El tiempo de la Resurrección es el tiempo de los testigos, el tiempo del Espíritu Santo, el tiempo de la Iglesia. Sólo así y sólo ahí es posible “ver” a Jesucristo resucitado. Así nos lo va enseñando el tiempo Pascual, tiempo de mistagógica, en la que los catecúmenos ya bautizados, son invitados a profundizar en los misterios en los que fueron iniciados durante la catequesis bautismal. Pero ser testigos significa, ya lo hemos dicho, sumergirse en la muerte y la resurrección de Jesucristo de manera vital, existencial, y no sólo teórica. Así lo recuerda Pablo en la carta a los Romanos: “¿Es que ignoráis que cuantos fuimos bautizados en Cristo Jesús, fuimos bautizados en su muerte? Fuimos, pues, con él sepultados por el bautismo en la muerte, a fin de que, al igual que Cristo fue resucitado de entre los muertos por medio de la gloria del Padre, así también nosotros vivamos una vida nueva” (Rm 6, 3-4). Es lo mismo que expresa con fuerza el texto de Colosenses que leeremos mañana: si hemos resucitado con Cristo, tenemos que buscar los bienes de arriba y vivir de ellos. No podemos seguir viviendo en el viejo mundo, “como si nada hubiera pasado”, creyendo sólo mentalmente, y persiguiendo como antes nuestros pequeños y mezquinos intereses, ocupándonos sólo de nosotros mismos. Aspirar a los bienes de allá arriba no significa despreocuparnos de los bienes de este mundo, sino preocuparnos del bien de los que viven en este mundo, haciendo en este mundo como hizo Cristo, que pasó haciendo el bien y liberando a los oprimidos por el diablo. Aspirar a los bienes de allá arriba no significa cerrar los ojos a los males de aquí abajo, sino afrontarlos de una manera nueva, según la novedad del primer día de la semana, día de la nueva creación: por medio del perdón que vence el mal en nosotros, y perdonando nosotros a quienes nos ha hecho algún mal.

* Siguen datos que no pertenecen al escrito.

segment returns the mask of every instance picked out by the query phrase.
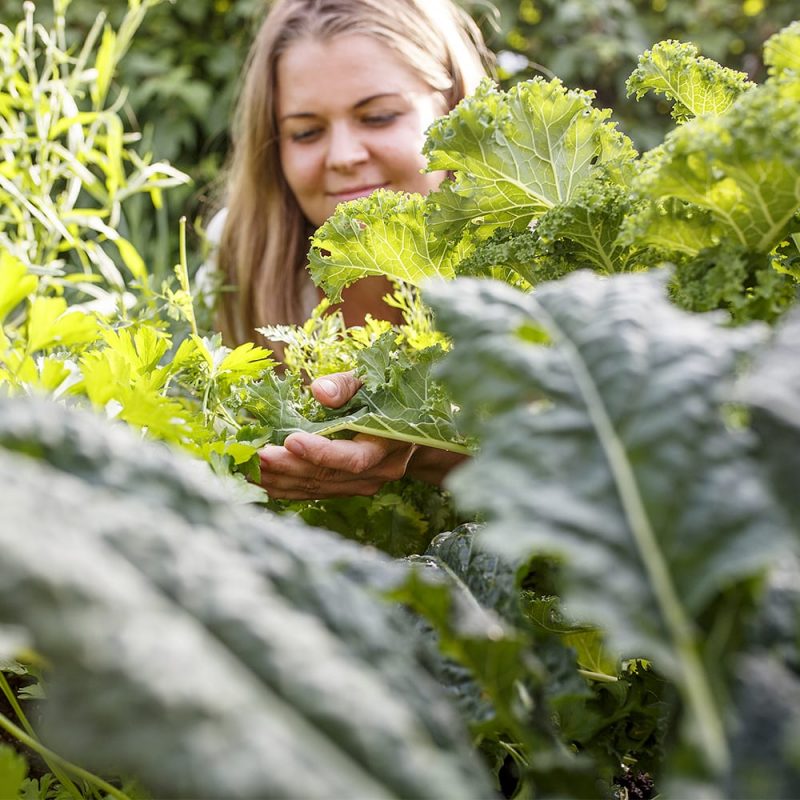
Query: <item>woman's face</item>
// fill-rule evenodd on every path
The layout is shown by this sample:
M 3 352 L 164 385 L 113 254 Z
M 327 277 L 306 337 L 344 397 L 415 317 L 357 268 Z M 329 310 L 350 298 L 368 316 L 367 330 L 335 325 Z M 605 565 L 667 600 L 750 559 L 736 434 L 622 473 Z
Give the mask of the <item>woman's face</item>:
M 427 194 L 444 178 L 421 173 L 441 95 L 376 39 L 294 42 L 278 59 L 276 106 L 281 166 L 315 226 L 375 189 Z

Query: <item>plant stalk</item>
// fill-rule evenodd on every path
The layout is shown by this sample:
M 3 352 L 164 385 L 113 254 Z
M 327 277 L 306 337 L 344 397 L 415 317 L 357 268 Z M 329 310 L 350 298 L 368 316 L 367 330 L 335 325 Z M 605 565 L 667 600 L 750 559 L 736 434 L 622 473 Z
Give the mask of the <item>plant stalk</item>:
M 57 753 L 54 753 L 48 747 L 45 747 L 38 739 L 34 736 L 29 736 L 22 728 L 15 725 L 5 714 L 0 714 L 0 728 L 5 730 L 7 733 L 10 733 L 15 739 L 20 741 L 26 747 L 29 747 L 34 752 L 38 753 L 48 765 L 52 762 L 56 764 L 59 768 L 63 770 L 67 770 L 71 772 L 78 778 L 86 781 L 88 784 L 92 786 L 96 786 L 98 789 L 106 792 L 106 794 L 111 795 L 112 797 L 116 798 L 116 800 L 131 800 L 125 792 L 120 789 L 117 789 L 116 786 L 112 786 L 107 781 L 104 781 L 102 778 L 98 777 L 92 772 L 84 769 L 83 767 L 79 767 L 77 764 L 73 764 L 71 761 L 67 761 L 65 758 L 62 758 Z M 73 784 L 74 786 L 74 784 Z M 77 797 L 83 800 L 82 795 L 78 791 L 77 787 L 74 787 L 75 791 L 77 792 Z

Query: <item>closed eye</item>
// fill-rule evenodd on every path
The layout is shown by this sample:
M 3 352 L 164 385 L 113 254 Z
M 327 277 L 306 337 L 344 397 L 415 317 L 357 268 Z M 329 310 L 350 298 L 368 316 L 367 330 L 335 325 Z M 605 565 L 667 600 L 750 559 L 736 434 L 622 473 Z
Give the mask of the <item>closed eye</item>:
M 312 142 L 321 133 L 321 128 L 308 128 L 302 131 L 293 131 L 289 134 L 289 138 L 293 142 Z
M 367 114 L 361 121 L 367 125 L 374 125 L 379 128 L 381 125 L 389 125 L 400 116 L 399 112 L 392 111 L 386 114 Z

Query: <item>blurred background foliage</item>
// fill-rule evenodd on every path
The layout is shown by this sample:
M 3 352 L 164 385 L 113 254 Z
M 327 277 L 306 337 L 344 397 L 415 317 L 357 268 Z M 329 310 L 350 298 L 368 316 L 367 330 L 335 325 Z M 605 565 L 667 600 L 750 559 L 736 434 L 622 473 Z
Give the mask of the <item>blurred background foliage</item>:
M 700 52 L 760 82 L 763 42 L 800 17 L 798 0 L 462 0 L 492 49 L 508 65 L 506 82 L 557 76 L 594 89 L 596 104 L 640 149 L 671 127 L 668 104 L 625 97 L 639 55 L 663 39 L 693 42 Z M 522 58 L 515 58 L 515 55 Z
M 63 0 L 61 0 L 63 2 Z M 501 52 L 506 83 L 558 76 L 570 87 L 595 89 L 640 148 L 658 143 L 671 122 L 655 99 L 625 98 L 638 56 L 672 38 L 761 80 L 761 45 L 800 17 L 798 0 L 460 0 Z M 38 4 L 47 23 L 50 2 Z M 21 0 L 0 0 L 0 22 L 13 25 Z M 72 0 L 69 35 L 79 43 L 99 13 L 112 23 L 127 0 Z M 228 151 L 228 126 L 249 42 L 269 0 L 165 0 L 152 8 L 123 60 L 129 127 L 142 132 L 140 151 L 171 161 L 193 179 L 171 190 L 154 213 L 144 198 L 127 211 L 128 236 L 156 275 L 178 258 L 178 218 L 197 228 L 214 201 Z M 202 260 L 190 240 L 190 267 Z
M 62 0 L 63 1 L 63 0 Z M 15 13 L 7 13 L 13 5 Z M 0 23 L 22 16 L 22 2 L 0 0 Z M 72 0 L 68 38 L 83 41 L 97 15 L 117 26 L 128 0 Z M 189 174 L 192 183 L 165 193 L 153 211 L 146 199 L 126 208 L 128 236 L 156 278 L 178 260 L 178 220 L 202 223 L 228 152 L 232 106 L 250 41 L 265 13 L 265 0 L 162 0 L 147 12 L 115 79 L 127 93 L 122 116 L 140 131 L 140 152 L 151 152 Z M 49 25 L 50 0 L 37 3 L 37 19 Z M 202 260 L 200 237 L 190 236 L 190 268 Z

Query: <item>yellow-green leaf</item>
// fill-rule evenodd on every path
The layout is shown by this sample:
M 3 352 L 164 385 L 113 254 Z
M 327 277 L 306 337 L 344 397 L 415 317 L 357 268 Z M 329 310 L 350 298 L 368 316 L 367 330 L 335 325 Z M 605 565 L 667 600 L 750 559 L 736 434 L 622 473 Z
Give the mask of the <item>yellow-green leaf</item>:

No podemos “demostrar” la resurrección de Jesucristo, no podemos ofrecer “pruebas” de la misma, salvo, acaso, la prueba indirecta del sepulcro vacío. Esta prueba se convierte en algo más y más convincente, cuando por medio de nuestra fe, convertimos los signos de muerte en signos de vida: respondiendo al mal con el bien, a las ofensas con el perdón, a las maldiciones con bendiciones, al odio y el egoísmo con el amor y la entrega generosa. No podemos ofrecer pruebas, pero sí ser testigos de los bienes de allá arriba, testigos de que Dios ha resucitado a Jesús de Nazaret, y lo ha nombrado juez de vivos y muertos.